« L'Afrique pourrait facilement développer la culture du blé pour se nourrir et échapper aux fluctuations des prix et à l'instabilité politique », selon une étude du Centre international d'amélioration du maïs et du blé situé à Mexico et parue hier à l'occasion d'une conférence sur le blé en Ethiopie.
Ce rapport, qui étudie la situation de 12 pays de l'Ethiopie au Zimbabwe, souligne que les agriculteurs au sud du Sahara ne cultivent que 44% du blé consommé localement, et qu'entre 10% et 25% des quantités considérées comme « possibles d'un point de vue biologique et économiquement rentables » avec un rendement net de $ 200 dollars (€ 154) à l'hectare.
« Le blé n'est pas une céréale africaine, ce n'est pas une céréale tropicale, mais de nombreux gouvernements veulent la produire localement au lieu de payer pour l'importer », explique Hans-Joachim Braun, directeur du programme blé pour le Centre, point par téléphone.

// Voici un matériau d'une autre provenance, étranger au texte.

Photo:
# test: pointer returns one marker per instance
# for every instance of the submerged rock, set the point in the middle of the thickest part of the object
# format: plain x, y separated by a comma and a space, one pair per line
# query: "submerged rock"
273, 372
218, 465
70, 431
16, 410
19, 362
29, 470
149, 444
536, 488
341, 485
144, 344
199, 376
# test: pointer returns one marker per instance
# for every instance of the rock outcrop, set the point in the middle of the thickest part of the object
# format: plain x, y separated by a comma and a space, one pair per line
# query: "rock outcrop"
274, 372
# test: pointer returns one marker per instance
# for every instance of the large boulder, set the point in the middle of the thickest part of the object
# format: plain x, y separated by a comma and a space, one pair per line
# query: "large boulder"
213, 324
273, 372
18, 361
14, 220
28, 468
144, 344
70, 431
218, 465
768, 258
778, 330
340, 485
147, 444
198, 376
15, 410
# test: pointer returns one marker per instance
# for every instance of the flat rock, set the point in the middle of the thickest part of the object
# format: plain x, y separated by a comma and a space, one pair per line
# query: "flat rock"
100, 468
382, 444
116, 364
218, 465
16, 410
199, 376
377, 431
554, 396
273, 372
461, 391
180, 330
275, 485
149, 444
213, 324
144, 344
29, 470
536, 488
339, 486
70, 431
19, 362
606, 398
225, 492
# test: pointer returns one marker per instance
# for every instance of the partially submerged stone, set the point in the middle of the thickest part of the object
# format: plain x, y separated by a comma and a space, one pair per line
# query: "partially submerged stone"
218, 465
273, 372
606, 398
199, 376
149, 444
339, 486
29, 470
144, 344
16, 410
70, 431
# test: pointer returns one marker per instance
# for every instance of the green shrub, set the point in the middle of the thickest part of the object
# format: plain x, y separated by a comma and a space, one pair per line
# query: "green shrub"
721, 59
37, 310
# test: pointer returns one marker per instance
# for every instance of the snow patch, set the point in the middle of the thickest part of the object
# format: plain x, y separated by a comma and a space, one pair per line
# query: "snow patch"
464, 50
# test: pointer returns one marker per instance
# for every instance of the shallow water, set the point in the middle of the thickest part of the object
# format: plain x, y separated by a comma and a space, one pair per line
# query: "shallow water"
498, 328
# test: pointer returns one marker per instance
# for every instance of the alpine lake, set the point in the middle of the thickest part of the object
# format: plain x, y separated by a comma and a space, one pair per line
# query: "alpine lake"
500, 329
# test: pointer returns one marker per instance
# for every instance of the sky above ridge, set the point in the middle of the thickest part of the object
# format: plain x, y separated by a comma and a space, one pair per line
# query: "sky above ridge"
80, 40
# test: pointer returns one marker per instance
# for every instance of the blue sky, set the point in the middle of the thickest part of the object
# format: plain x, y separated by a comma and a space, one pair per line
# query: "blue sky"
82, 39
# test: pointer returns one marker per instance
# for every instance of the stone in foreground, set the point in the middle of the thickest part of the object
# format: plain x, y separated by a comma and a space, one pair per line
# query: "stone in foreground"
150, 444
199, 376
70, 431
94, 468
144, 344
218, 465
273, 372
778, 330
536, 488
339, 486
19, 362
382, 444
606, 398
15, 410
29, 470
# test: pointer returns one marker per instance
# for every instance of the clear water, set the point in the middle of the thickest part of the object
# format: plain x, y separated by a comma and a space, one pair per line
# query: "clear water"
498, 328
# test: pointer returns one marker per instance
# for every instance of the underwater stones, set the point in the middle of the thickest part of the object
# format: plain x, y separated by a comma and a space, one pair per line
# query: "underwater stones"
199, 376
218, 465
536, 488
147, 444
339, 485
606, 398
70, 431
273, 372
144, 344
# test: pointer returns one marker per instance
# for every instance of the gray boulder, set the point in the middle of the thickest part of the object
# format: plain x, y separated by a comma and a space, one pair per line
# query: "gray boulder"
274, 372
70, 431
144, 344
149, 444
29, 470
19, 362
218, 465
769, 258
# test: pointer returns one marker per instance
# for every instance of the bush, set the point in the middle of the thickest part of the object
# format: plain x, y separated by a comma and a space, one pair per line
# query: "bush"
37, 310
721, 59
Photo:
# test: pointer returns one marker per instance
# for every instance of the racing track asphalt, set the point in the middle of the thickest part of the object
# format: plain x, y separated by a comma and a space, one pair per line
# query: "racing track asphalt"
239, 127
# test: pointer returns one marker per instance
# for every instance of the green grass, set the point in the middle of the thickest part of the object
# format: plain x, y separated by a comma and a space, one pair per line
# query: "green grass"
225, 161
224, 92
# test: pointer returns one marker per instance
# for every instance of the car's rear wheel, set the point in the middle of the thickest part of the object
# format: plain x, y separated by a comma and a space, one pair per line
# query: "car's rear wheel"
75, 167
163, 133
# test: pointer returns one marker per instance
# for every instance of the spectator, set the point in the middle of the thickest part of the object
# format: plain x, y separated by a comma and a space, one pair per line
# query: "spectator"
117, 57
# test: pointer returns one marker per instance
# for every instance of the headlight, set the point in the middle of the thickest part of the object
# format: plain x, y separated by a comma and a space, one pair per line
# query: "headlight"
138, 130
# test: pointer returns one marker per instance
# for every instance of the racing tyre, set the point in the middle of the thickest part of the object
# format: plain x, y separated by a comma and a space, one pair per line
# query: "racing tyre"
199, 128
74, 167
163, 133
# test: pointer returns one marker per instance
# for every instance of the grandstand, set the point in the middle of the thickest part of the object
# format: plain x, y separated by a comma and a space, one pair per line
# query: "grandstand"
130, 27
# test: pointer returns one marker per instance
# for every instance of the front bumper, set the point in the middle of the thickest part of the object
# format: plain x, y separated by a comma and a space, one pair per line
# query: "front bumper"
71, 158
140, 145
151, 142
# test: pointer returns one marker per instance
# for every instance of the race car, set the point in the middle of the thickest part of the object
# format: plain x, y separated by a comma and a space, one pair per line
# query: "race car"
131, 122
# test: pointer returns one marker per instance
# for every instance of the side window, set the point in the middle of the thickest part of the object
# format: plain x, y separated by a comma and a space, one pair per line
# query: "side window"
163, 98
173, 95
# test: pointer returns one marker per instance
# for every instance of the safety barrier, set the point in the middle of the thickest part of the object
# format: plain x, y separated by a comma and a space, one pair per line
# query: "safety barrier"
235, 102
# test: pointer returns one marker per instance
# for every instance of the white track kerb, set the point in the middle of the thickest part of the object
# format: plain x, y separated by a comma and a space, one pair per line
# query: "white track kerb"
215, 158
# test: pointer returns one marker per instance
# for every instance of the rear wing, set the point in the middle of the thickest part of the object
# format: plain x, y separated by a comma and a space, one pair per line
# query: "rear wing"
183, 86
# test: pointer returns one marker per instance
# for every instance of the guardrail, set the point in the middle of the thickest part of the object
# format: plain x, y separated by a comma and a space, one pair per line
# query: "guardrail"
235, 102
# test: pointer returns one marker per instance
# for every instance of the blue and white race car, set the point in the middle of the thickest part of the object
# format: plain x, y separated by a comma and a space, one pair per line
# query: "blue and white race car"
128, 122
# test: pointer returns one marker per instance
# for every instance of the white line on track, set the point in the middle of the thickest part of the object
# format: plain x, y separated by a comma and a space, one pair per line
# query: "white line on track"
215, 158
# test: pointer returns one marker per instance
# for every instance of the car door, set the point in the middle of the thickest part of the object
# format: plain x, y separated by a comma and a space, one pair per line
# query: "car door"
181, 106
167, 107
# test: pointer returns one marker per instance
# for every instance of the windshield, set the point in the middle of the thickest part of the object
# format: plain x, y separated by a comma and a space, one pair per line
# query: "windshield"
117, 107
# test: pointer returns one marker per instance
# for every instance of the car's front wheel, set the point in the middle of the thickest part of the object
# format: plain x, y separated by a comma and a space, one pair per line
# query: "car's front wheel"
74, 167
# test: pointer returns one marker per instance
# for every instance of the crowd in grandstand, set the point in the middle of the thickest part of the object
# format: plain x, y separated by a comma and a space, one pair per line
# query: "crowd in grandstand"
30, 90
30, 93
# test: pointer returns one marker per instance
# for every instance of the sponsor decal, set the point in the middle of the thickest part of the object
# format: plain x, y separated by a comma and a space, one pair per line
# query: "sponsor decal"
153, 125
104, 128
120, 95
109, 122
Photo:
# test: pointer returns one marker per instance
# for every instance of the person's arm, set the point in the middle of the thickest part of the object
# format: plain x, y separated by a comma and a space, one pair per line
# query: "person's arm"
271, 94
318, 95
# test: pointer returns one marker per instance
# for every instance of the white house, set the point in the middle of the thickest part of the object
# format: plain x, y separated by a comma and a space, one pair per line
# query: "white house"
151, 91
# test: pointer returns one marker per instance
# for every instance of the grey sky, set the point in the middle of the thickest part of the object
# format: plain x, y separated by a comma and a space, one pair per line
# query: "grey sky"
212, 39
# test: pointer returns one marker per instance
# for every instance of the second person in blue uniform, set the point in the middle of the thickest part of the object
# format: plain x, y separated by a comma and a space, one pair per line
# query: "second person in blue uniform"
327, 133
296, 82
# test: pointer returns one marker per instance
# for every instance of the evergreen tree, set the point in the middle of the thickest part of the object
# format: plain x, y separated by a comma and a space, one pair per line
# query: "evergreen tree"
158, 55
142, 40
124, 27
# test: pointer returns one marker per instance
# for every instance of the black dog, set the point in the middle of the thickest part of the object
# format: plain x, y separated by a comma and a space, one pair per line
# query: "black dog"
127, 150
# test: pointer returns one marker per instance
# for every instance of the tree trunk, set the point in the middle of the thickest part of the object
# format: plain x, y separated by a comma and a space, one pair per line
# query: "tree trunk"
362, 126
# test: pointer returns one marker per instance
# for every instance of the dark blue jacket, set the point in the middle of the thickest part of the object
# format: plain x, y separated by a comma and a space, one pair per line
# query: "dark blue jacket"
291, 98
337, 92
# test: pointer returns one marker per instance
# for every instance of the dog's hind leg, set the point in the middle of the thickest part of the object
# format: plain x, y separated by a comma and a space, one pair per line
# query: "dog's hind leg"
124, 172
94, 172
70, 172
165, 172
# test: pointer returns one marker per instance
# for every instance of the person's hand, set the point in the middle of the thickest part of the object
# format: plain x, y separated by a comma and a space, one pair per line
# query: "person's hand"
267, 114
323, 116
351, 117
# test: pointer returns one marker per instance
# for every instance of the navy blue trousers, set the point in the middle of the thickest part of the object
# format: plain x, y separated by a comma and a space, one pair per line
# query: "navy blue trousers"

Aussi les auteurs de l'étude ont-ils cherché à identifier le moyen de faire croître la production de blé comme « une protection contre l'insécurité alimentaire, l'instabilité politique et les chocs de prix », rapporte Reuters.
Selon le rapport, les pays africains vont dépenser $ 12 milliards, soit plus de € 9 milliards pour importer 40 millions de tonnes (Mt) de blé en 2012. Le blé est destiné notamment aux villes en forte croissance dans lesquelles le régime alimentaire de la population à tendance à changer pour le blé et le riz au détriment du maïs, du sorgho et de la patate douce.
Hans-Joachim Braun souligne que le blé est déjà une céréale bien établie en Ethiopie, au Kenya et en Afrique du Sud, mais qu'il pourrait facilement être développé en zone montagneuse dans d'autres pays subsahariens. Douze pays en Afrique subsaharienne ont produit près de six millions de tonnes de blé par an sur la période 2006-2008, selon le rapport.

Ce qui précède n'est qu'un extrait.